CLIA changes for nonwaived labs
On January 24, 2003, final rules were published that include changes to CLIA applicable to moderately complex, complex, and PPM labs. Certain updates simply spell out rules that were previously implied, such as a requirement that regulated analytes not evaluated by a PT program must be evaluated for accuracy by the lab.
Likewise, the previous requirement to “follow manufacturer’s instructions” covered a wide range of rules that are now specified with regard to test systems, equipment, instruments, reagents, materials and supplies. Other rules have been expanded to include moderate as well as high complexity tests under their umbrella. Following are highlights of new rules. Reagents, solutions, culture media, control and calibration materials must be labeled (by manufacturer or lab) for identification, storage requirements and expiration. Labs must place new expiration on items whose shelf life changes upon opening. Individual lab assessment results should be comparable to manufacturer claims for a test system or instrument. If manufacturer’s reference range is used, it must be appropriate for individual lab’s patient population. A Lab must have a system to identify and assess patient results that appear inconsistent with age, sex, clinical data or diagnosis, distribution of patient test results or other test parameters.

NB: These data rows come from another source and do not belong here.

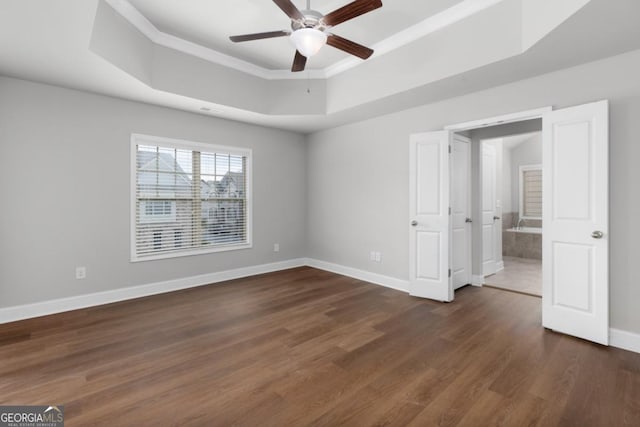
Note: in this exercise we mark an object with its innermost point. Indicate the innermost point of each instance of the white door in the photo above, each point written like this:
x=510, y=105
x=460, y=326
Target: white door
x=460, y=211
x=575, y=290
x=429, y=216
x=489, y=215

Calibration and calibration verification requirements have expanded for moderate complexity tests, including new calibration with reagent change, equipment maintenance or out of range control performance.
Calibration material used as a control must be from a different lot number than that used to establish cut-off values or calibrate the test system. Each batch of reagents, disks, stains, antisera and identification systems must be checked for positive and negative reactivity and sterility if applicable. Labs can set their own testing procedures for control materials with documentation approved by CMS. Procedures manual must outline steps to take if test system becomes inoperable. Labs that cease operations must make provisions to retain and make available records and specimens such as slide and tissue blocks as if the laboratory were still in operation.